OTHER NOTES, EXAMPLES, AND IMPLEMENTATIONS 
[00155] Note that all optional features of the apparatus described above may also  be implemented with respect to the method or process described herein and specifics in  the examples may be used anywhere in one or more embodiments. 
[00156] In a first example, a system is provided (that can include any suitable  circuitry, dividers, capacitors, resistors, inductors, ADCs, DFFs, logic gates, software,  hardware, links, etc.) that can be part of any type of computer, which can further include 
   
a circuit board coupled to a plurality of electronic components.  The system can include  means for clocking data from the digital core onto a first data output of a macro using a  first clock, the first clock being a macro clock; means for clocking the data from the first  data output of the macro into the physical interface using a second clock, the second  clock being a physical interface clock; means for clocking a first reset signal from the  digital core onto a reset output of the macro using the macro clock, the first reset signal  output used as a second reset signal; means for sampling the second reset signal using a  third clock, which provides a clock rate greater than the rate of the second clock, to  generate a sampled reset signal; and means for resetting the second clock to a  predetermined state in the physical interface in response to a transition of the sampled  reset signal. 

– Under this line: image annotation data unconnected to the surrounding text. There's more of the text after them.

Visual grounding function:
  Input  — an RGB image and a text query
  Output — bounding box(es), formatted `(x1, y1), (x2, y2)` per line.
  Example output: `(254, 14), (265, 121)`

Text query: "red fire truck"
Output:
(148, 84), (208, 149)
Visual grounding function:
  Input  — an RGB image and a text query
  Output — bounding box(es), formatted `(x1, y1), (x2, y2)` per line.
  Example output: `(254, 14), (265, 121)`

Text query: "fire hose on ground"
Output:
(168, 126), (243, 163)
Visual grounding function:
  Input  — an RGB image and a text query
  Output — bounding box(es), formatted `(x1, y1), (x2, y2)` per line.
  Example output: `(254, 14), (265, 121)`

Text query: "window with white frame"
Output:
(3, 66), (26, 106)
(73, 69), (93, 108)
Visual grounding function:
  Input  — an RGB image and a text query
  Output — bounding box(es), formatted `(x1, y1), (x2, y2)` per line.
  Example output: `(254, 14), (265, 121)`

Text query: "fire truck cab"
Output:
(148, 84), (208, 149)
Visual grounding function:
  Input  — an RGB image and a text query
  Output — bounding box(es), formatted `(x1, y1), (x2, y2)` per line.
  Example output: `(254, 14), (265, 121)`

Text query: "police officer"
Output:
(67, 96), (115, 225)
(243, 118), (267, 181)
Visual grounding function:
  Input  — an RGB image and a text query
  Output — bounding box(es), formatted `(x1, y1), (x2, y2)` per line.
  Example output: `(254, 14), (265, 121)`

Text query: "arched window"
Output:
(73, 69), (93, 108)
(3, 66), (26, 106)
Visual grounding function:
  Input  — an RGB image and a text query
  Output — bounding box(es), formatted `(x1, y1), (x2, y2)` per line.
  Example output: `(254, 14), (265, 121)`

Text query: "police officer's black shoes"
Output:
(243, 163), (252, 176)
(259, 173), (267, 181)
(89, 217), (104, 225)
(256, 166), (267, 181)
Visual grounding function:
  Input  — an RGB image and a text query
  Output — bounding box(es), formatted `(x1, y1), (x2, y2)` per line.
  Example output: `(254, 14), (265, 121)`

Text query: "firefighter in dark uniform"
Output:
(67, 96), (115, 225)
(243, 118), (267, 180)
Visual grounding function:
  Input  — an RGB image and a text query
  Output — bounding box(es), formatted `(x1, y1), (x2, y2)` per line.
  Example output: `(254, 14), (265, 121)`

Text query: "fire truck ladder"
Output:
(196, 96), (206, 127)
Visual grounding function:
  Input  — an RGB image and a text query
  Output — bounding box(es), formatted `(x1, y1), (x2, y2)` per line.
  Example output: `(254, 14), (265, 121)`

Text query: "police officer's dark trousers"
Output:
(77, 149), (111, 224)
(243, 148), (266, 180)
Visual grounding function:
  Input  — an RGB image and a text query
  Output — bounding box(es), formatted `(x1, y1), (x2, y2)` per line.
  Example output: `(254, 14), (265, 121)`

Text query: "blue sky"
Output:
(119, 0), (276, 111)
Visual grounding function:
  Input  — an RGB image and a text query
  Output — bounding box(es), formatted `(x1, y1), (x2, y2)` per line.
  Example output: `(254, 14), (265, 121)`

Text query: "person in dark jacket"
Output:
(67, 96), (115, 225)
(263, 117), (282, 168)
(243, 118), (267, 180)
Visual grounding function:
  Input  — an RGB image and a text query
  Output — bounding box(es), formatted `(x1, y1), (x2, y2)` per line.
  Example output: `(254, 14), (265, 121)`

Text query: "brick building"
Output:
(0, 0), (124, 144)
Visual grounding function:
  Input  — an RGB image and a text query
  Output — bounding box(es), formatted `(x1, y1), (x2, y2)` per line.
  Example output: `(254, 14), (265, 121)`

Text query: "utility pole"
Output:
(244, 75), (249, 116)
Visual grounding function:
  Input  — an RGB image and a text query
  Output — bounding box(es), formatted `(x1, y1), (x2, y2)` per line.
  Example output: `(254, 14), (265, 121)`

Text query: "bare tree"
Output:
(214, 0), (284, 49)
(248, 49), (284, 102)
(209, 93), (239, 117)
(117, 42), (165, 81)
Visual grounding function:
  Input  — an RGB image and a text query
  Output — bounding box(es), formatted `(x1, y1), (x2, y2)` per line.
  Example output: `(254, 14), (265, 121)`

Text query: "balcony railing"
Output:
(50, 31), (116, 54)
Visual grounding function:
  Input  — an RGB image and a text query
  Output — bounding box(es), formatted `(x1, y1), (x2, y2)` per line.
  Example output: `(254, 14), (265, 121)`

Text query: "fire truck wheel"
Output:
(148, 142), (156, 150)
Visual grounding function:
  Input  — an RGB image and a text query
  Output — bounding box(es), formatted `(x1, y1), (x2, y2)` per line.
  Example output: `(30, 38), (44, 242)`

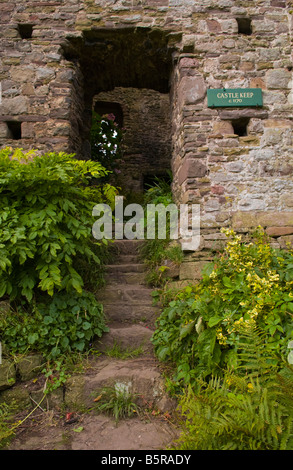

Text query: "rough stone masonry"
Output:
(0, 0), (293, 280)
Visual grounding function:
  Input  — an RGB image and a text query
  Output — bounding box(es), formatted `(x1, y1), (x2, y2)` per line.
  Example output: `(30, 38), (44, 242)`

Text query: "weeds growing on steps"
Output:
(93, 384), (139, 425)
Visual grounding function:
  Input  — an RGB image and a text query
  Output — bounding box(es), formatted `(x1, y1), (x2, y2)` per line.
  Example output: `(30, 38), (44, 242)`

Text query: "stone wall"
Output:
(0, 0), (293, 277)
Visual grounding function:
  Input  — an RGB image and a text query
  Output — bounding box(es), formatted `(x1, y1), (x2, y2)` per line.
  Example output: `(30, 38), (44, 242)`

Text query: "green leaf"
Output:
(179, 320), (195, 339)
(208, 316), (222, 328)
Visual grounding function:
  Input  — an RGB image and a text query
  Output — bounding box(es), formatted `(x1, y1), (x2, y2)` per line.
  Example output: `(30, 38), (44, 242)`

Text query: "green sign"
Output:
(208, 88), (262, 108)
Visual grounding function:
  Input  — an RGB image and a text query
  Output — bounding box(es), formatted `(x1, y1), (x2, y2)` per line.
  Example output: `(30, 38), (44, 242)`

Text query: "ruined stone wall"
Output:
(93, 87), (171, 193)
(0, 0), (293, 279)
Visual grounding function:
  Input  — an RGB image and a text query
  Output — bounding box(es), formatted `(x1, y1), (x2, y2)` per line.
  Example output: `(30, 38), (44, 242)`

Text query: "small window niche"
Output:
(18, 23), (34, 39)
(94, 101), (123, 128)
(231, 117), (249, 137)
(6, 121), (21, 140)
(236, 18), (252, 36)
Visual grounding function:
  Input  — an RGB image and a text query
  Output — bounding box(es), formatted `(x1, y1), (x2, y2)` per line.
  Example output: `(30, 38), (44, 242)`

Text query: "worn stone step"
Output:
(105, 263), (145, 274)
(111, 240), (145, 255)
(65, 355), (171, 408)
(97, 284), (152, 305)
(113, 255), (143, 265)
(106, 271), (145, 285)
(104, 302), (160, 325)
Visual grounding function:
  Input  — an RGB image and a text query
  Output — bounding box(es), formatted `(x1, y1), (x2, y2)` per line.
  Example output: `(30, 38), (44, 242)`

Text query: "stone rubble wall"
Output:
(0, 0), (293, 279)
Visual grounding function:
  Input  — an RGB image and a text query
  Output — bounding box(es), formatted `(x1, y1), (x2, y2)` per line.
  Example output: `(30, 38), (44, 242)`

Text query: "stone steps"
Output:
(91, 240), (169, 408)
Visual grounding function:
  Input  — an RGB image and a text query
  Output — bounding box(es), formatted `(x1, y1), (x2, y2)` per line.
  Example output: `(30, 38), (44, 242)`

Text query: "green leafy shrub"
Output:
(172, 327), (293, 450)
(152, 227), (293, 385)
(0, 148), (116, 359)
(137, 174), (183, 287)
(0, 148), (116, 302)
(90, 111), (123, 173)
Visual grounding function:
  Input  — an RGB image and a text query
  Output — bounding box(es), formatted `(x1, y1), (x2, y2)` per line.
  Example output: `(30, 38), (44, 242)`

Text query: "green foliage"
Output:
(152, 227), (293, 385)
(95, 384), (139, 424)
(91, 111), (123, 173)
(0, 403), (15, 449)
(172, 328), (293, 450)
(0, 148), (116, 302)
(141, 174), (183, 287)
(105, 342), (143, 359)
(0, 292), (108, 359)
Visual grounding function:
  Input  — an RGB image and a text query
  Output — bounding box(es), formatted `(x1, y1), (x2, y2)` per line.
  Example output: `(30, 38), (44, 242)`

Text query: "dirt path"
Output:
(5, 240), (179, 450)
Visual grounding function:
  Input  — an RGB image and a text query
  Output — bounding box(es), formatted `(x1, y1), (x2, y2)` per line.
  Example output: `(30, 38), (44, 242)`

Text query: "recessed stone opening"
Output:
(6, 121), (21, 140)
(236, 18), (252, 36)
(17, 23), (34, 39)
(63, 27), (174, 192)
(231, 117), (249, 137)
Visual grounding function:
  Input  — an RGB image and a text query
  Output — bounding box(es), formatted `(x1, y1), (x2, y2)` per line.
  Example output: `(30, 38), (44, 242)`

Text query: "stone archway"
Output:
(63, 28), (174, 198)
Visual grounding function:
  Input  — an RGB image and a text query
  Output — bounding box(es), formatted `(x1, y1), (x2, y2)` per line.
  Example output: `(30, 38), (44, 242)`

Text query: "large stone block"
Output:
(266, 69), (292, 89)
(0, 359), (16, 391)
(179, 261), (207, 281)
(178, 158), (208, 185)
(232, 211), (293, 230)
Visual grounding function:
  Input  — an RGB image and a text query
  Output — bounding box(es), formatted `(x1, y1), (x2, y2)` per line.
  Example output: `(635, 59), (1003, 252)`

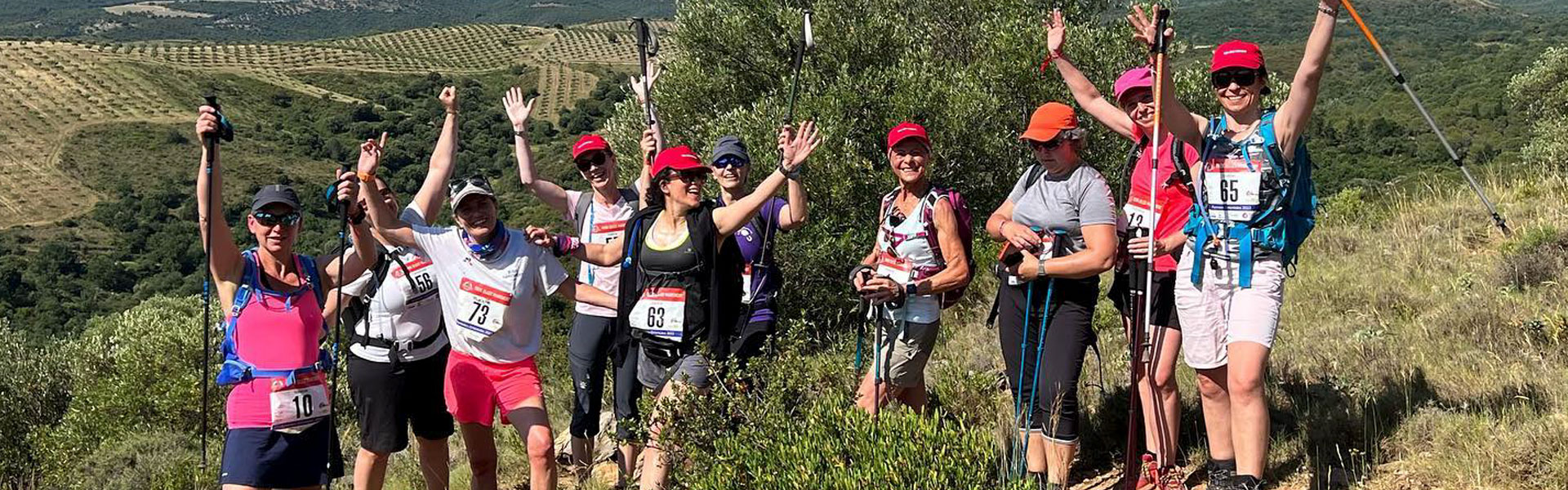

[00157]   The ‘means for’ in these instances (above) can include (but is not limited  to) using any suitable component discussed herein, along with any suitable software,  circuitry, hub, computer code, logic, algorithms, hardware, controller, interface, link, bus,  communication pathway, etc.  In a second example, the system includes memory that  further comprises machine‐readable instructions that when executed cause the system  to perform any of the activities discussed above.   
 

Claims

  WHAT IS CLAIMED IS: 
  1.  A method for determining a direction of arrival (DOA) of an acoustic signal  generated by an acoustic source k of K acoustic sources, the DOA indicating a DOA of the  acoustic signal at a microphone array comprising M microphones, each of K and M being  an integer equal to or greater than 2, the method comprising:    a) determining a time‐frequency (TF) tensor of FxTxM dimensions, where F is an  integer indicating a number of frequency components f and T is an integer indicating  a number of time frames t, the TF tensor comprising a TF representation of each of M  digitized signal streams x, each digitized stream corresponding to a combined  acoustic signal captured by one of M microphones of the microphone array;  b) initializing a DOA matrix of dimensions 3xK, the DOA matrix comprising  estimated DOA information for each of the K acoustic sources;  c) based on values of the TF tensor, computing a correlation tensor of dimensions  MxMxF, the correlation tensor comprising information indicative of correlation of the  combined acoustic signals captured by different microphones of the microphone  array;  d) based on values of the DOA matrix, computing a steering tensor of dimensions  MxKxF, the steering tensor comprising information indicative of phase and magnitude  response of each microphone of the microphone array to each acoustic source of the  K acoustic sources;  e) based on values of the steering tensor, computing a projector tensor of  dimensions MxMxF, the projector tensor comprising information indicative of which  one or more portions of the TF tensor determined in step a) originate from localizable  sources;  f) based on values of the steering tensor, values of the projector tensor, and  values of the correlation tensor, computing a DOA gradient matrix of dimensions 3xK,     
the DOA gradient matrix comprising information indicative of a change to the DOA  matrix for modifying the estimated DOA information;  g) updating the DOA matrix based on values of the DOA gradient matrix;   h) iterating steps d)‐g) two or more times; and  i) following the iterations, determining the DOA of an acoustic source k based on  a column  Θ:k of the DOA matrix. 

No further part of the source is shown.